Beim Höfesterben handelt es sich nämlich um einen Selektionsprozess, bei dem nur diejenigen Betriebe übrig bleiben, die schließlich voll automatisiert werden können. Diese Vollautomatisierung hat parallel zum Höfesterben eingesetzt. Die Landmaschinen werden entsprechend den Ackerflächen immer größer. Die Ställe sind vollautomatisiert, mit automatischer Fütterung, automatischer Entmistung und Melkrobotern. Hier mal ein Beispiel, wie das aussieht. Man kann nicht sagen, dass die Tiere gequält wirken. Im Hintergrund sieht man, dass die Ziegen gern ins Karussell reinhüpfen.

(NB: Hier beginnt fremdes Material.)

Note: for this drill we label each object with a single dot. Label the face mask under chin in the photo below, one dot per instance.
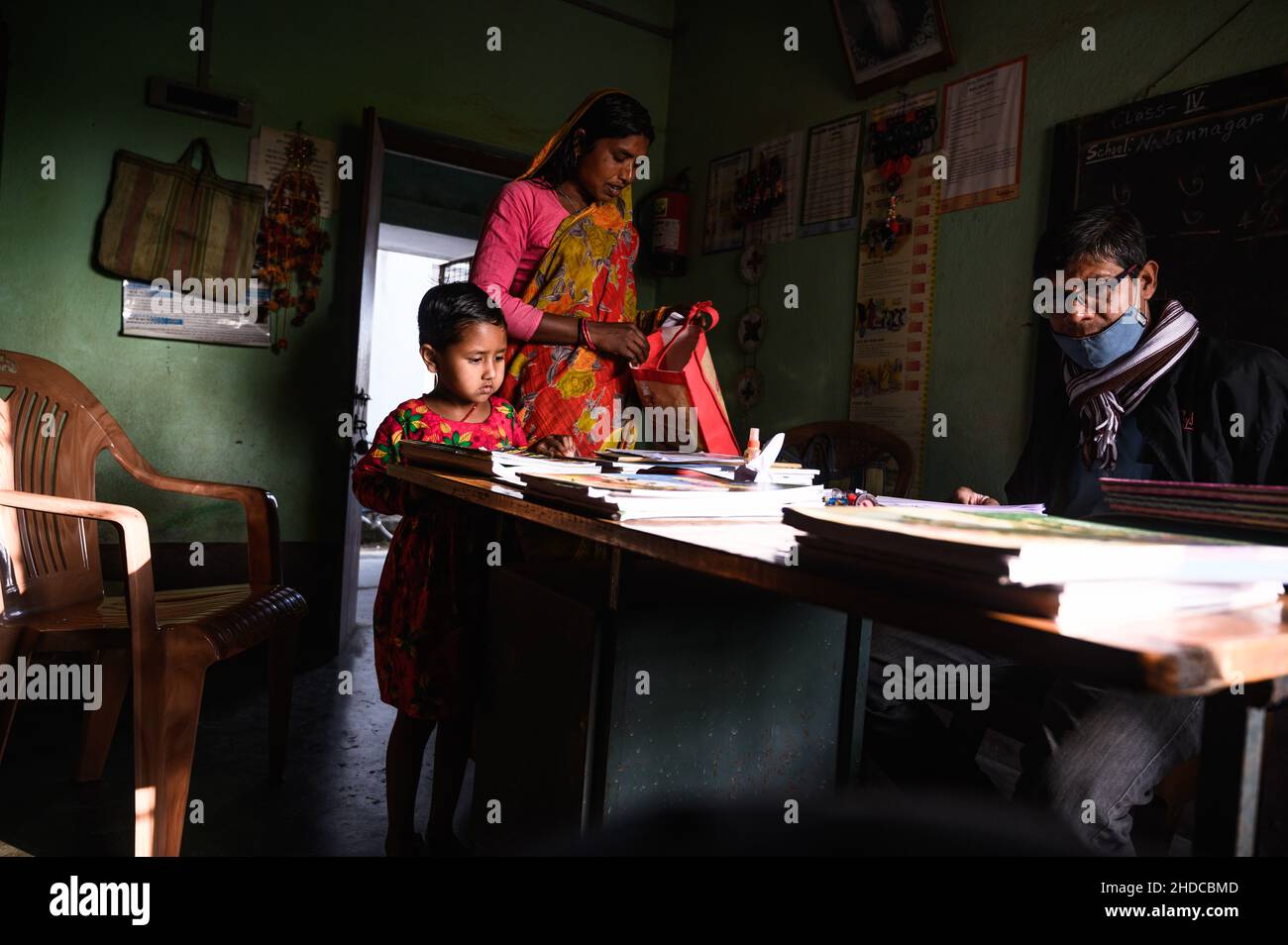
(1096, 351)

Diese Entwicklung geht weiter. Längst hat die Robotik auch in der Landwirtschaft Einzug gehalten. Es gibt Roboter, die Unkraut jäten. Andere verspritzen gezielt und dosiert Herbizide oder Pestizide, wodurch die Menge an eingesetzten Schädlingsbekämpfungsmitteln erheblich reduziert werden kann. Es gibt Drohnen, die die Felder überwachen und dem Bauern Fotos auf den Computer senden. Es gibt Geräte, die die Kau- und Mahlbewegungen von Kühen messen und Alarm schlagen, wenn Abweichungen auftreten, weil das möglicherweise auf eine Krankheit hindeuten könnte. Am Ende dieses Prozesses werden nur noch ein paar Computerexperten notwendig sein, um die Ernährung der gesamten Bevölkerung sicherzustellen. Den bäuerlichen Menschen, der für die Verbundenheit von Mensch und Natur steht, wird es nicht mehr geben, weil die Verbundenheit von Mensch und Natur schon vor langer Zeit aufgekündigt wurde.

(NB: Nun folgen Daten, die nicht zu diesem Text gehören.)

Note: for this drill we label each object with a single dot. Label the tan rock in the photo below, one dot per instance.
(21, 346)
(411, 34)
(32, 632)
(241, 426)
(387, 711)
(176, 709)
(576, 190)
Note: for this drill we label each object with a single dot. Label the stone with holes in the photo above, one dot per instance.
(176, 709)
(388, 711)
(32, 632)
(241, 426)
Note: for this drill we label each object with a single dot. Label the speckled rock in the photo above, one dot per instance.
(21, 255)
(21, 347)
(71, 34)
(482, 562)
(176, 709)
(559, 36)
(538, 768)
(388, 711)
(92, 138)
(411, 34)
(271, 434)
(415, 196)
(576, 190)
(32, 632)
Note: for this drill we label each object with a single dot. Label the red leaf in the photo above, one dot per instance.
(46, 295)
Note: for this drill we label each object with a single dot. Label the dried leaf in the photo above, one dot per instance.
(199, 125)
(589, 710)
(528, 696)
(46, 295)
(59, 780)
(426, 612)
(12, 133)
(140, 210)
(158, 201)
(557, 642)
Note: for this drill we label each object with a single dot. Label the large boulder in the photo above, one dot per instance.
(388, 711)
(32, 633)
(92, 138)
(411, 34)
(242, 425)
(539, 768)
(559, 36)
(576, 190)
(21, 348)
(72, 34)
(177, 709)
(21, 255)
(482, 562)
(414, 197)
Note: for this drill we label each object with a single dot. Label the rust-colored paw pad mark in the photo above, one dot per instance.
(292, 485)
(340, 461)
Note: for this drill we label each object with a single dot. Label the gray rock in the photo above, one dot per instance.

Es ist das, was der Großteil von uns Menschen will. Da brauchen wir uns nichts vormachen. Wir können uns die Klagerufe und die Trauergesänge sparen, die doch nur Heuchelei sind.

Wir glauben, dass wir ein Recht drauf haben, von der Natur oder vom lieben Gott ernährt zu werden, ohne einen Finger dafür rühren zu müssen. Und da weder die Natur noch der liebe Gott uns das Essen in den Mund schieben, bauen wir uns eben eine Maschinenwelt, die das übernimmt und unseren Traum vom Schlaraffenland erfüllt. Nahrung ist uns keine Mühe wert, deshalb klinken wir uns aus diesem Prozess der Nahrungsbeschaffung und -zubereitung mehr und mehr aus. Mit diesem Stoffwechselprozess, der ja das eigentliche Wesen von Natur ist, wollen wir nichts mehr zu tun haben. Denn zum Stoffwechselprozess gehört der Tod, und den wollen wir Menschen unbedingt vermeiden.

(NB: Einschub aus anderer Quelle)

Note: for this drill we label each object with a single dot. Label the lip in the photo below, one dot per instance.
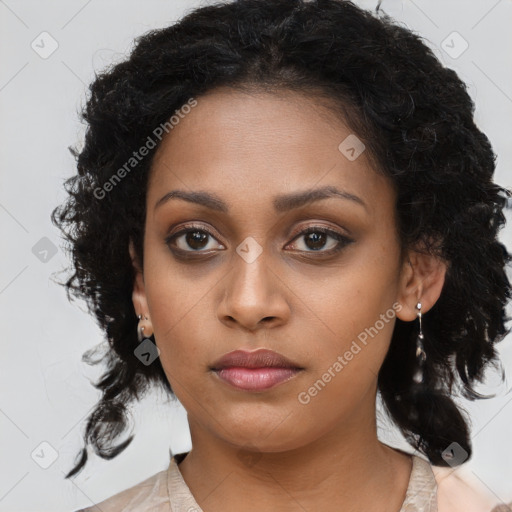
(255, 370)
(260, 358)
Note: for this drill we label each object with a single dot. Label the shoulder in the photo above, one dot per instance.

Und es scheint ja hervorragend zu funktionieren. Die Zahlen sprechen für sich. Die industrialisierte Landwirtschaft ist ein Erfolgsmodell, und zwar umso erfolgreicher, je industrialisierter.

 

Weniger Zeit für Kochen und Essen

Auch mit Kochen und Vorratshaltung verbringen wir heute viel weniger Zeit als noch vor zwanzig oder gar fünfzig Jahren. Kaum jemand weckt heute noch ein oder dörrt Obst oder macht Sauerkraut selber. Das Wissen über alte Konservierungsmethoden geht verloren, wozu haben wir schließlich die Kühltruhe? Beim Kochen ist convenience food angesagt, das man kurz in die Mikrowelle schiebt, oder der smoothie, der auf Knopfdruck aus dem Automaten kommt. Und dummerweise schmeckt billiges Industrie-Baguette aus dem Supermarkt tatsächlich oft besser als das vom Bäcker, das schon nach wenigen Stunden hart und ungenießbar wird. Dasselbe gilt für Brot. Wobei es weder das Brot vom Bäcker noch das aus dem Supermarkt mit selbstgebackenem Brot aus frisch gemahlenem Getreide aufnehmen kann. Da merkt man dann so richtig, dass Brot nicht gleich Brot ist. Das muss auch gesagt werden. Aber das ist mit Arbeit verbunden. Und wer macht das noch außer ein paar rückständigen Idioten? Lieber denken die Menschen schon über Nahrungsmittel aus dem 3-D-Drucker nach.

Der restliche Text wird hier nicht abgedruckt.